Miss Crane’s fate has taken pride of
place in the newspapers, putting our little town on the map.
I have strict instructions not to
talk to anyone, but Miss Crane’s neighbours make the best of the situation,
pointing out her abject poverty and strange ways, and giving journalists proxy
tours of their own little cottages in the terrace, since Miss Crane’s is unavailable.
A distant relative is found who is
prepared to give her a dignified burial, complete with wreathes, which includes
ones from the town clerk and Mama, the former for putting our little town on
the map and bringing visitors and their trade – if only temporarily - and the
latter for sentimental reasons and sincere regret that there would be no more
made-to-measure fashion from that source. I think Mama really liked Miss Crane.
She was one of those people of whom one says “there but for the grace of God go
I”.
Mama has a weakness
for the weak.
It isn’t long before
grass literally grows over the tragedy. To all intents and purposes, the perpetrator of the crime has disappeared
without trace, leaving yet another unsolved murder for the constabulary to chew
over.
But the story doesn’t quite end
there, for when the contents of her will are published, Everyone realizes that
she has been pulling the wool over their eyes.

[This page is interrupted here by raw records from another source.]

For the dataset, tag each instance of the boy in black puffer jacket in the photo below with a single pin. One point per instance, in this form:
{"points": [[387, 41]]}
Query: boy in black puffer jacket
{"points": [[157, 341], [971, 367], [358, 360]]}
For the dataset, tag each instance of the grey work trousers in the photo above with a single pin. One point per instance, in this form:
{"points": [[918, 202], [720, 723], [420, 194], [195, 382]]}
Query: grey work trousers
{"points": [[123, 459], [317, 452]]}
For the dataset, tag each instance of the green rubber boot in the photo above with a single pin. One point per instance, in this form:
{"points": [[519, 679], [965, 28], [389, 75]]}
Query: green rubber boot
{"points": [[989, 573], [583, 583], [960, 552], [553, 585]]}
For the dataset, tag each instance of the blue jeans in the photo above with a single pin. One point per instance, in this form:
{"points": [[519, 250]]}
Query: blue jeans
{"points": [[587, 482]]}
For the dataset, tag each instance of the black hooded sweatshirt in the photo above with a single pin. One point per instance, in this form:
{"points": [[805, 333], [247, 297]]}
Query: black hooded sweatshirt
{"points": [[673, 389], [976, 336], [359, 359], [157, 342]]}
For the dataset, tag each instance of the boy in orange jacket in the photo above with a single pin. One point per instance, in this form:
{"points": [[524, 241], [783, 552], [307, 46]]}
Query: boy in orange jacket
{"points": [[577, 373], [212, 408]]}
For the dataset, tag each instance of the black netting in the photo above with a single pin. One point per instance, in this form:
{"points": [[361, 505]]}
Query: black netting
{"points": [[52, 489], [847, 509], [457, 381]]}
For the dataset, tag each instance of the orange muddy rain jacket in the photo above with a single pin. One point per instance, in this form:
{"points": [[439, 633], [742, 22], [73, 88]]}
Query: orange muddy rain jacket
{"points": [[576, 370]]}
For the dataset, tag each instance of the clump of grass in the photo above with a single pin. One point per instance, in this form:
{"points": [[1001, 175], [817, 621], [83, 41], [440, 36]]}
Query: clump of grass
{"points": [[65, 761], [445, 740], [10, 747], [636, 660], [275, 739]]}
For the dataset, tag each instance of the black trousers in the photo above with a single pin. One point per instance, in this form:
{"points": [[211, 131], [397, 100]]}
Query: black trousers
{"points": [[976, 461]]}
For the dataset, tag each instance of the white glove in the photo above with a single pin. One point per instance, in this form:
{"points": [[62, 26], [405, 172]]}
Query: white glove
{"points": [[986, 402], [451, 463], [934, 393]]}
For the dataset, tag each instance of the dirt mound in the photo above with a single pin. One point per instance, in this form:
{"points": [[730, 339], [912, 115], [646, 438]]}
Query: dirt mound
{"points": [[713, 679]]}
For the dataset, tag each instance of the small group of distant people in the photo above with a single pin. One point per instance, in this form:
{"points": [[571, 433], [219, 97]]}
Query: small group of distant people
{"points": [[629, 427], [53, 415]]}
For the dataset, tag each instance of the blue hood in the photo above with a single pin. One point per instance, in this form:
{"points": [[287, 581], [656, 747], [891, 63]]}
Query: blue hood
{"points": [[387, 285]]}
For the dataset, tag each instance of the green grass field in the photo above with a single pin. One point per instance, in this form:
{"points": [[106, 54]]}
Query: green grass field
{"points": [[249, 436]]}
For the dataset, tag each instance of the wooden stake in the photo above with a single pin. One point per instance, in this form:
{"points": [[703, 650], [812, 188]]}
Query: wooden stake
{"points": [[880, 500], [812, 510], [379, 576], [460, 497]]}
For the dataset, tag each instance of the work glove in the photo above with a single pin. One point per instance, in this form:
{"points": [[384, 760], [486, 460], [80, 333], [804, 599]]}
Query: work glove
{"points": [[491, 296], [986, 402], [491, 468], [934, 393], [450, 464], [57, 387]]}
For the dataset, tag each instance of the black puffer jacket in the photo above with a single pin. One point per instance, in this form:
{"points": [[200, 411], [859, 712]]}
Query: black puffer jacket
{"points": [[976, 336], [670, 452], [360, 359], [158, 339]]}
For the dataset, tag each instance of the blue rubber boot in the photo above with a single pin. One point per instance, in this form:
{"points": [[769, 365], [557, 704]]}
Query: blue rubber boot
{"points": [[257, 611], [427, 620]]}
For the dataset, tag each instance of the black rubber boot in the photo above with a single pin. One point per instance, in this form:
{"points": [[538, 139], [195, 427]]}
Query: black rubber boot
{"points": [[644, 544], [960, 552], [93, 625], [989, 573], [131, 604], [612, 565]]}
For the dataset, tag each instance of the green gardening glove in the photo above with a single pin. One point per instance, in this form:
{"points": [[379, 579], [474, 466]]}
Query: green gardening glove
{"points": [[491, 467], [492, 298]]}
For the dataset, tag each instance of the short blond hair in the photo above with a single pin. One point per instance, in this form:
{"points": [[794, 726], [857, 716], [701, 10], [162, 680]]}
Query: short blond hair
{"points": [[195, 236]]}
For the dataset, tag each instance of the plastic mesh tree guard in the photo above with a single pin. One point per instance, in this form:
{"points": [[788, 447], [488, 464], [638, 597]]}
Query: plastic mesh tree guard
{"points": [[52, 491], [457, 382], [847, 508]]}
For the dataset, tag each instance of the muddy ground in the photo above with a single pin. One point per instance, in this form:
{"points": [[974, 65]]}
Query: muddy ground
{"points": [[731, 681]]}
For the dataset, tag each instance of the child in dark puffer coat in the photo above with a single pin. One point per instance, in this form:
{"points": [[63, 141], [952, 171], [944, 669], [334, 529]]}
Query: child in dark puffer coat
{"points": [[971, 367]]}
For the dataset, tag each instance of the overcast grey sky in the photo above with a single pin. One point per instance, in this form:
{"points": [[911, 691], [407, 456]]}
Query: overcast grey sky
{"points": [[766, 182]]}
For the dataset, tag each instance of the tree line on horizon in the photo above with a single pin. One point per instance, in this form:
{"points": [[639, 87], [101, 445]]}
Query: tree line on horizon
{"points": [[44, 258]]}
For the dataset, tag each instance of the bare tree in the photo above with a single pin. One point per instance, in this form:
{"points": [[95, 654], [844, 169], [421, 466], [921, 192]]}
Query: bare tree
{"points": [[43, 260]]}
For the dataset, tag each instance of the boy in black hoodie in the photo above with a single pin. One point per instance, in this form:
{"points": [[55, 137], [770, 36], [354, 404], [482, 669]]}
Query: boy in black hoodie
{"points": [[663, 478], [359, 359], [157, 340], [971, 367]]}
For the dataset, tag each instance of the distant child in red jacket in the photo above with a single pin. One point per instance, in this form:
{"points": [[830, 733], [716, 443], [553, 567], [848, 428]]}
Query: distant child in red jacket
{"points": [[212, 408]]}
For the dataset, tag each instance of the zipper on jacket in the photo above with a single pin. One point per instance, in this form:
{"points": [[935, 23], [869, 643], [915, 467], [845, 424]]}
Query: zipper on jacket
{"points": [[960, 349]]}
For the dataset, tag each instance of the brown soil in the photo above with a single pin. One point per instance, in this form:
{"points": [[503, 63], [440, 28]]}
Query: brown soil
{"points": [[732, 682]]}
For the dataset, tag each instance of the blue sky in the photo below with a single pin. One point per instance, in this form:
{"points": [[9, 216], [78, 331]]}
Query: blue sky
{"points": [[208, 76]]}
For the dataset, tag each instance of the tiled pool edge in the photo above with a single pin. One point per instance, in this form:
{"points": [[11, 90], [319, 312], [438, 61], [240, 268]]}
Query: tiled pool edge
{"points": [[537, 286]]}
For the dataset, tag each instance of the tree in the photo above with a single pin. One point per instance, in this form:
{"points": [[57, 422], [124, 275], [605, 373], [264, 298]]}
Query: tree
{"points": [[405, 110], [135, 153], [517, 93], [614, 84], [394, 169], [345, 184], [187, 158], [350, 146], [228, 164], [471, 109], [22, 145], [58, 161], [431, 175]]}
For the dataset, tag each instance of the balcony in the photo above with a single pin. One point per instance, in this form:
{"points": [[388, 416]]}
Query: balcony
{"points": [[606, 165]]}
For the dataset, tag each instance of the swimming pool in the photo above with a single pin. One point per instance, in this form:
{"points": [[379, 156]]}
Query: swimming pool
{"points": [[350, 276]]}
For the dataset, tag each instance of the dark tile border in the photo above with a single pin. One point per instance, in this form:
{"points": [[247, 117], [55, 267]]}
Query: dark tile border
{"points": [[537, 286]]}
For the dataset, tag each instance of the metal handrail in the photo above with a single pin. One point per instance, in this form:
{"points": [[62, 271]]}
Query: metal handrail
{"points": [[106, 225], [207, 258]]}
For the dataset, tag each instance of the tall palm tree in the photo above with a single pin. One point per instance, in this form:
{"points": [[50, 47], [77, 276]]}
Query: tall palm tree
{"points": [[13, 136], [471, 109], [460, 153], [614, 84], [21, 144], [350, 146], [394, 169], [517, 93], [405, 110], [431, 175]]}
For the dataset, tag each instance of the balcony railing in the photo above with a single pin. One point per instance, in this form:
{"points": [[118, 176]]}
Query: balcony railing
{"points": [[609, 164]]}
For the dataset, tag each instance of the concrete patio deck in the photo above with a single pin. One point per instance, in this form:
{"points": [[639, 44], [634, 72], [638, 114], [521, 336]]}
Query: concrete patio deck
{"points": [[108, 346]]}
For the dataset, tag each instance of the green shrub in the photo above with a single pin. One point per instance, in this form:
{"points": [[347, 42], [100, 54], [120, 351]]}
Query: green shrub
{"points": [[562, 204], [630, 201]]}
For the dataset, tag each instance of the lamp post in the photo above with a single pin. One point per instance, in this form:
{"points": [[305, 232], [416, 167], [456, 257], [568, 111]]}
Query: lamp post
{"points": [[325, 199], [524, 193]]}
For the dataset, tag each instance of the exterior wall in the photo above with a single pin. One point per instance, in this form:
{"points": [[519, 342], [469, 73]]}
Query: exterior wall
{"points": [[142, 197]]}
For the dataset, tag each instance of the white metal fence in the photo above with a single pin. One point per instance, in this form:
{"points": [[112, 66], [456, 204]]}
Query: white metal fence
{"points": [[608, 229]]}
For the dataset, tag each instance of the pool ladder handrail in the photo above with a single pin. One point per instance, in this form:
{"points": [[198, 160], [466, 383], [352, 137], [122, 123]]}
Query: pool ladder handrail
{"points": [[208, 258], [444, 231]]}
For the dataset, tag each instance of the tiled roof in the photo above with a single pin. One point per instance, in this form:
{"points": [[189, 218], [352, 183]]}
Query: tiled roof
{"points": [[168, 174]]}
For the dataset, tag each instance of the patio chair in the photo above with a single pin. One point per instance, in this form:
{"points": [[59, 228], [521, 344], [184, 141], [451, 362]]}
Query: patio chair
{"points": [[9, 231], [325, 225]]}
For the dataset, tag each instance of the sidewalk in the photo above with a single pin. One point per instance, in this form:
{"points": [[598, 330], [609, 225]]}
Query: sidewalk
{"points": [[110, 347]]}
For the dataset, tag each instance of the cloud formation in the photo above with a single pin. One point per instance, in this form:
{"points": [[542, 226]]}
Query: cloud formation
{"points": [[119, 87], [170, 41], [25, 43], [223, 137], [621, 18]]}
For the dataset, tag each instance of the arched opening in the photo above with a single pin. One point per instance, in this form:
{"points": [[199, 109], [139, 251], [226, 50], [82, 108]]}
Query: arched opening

She really is the miser Mama
suspected her to be. She has fooled everyone. Her fortune runs into thousands
and thousands, all stored in coins in some of those baggy stockings of hers,
tied with strips of cloth left over from cutting out garments, and crammed into
a hole under the floorboards under her sewing table.
So near and yet so far.
Of course, the money for the blue
dress wasn’t in a baggy stocking. Mama gave me some of it for having had the
presence of mind not to leave it there.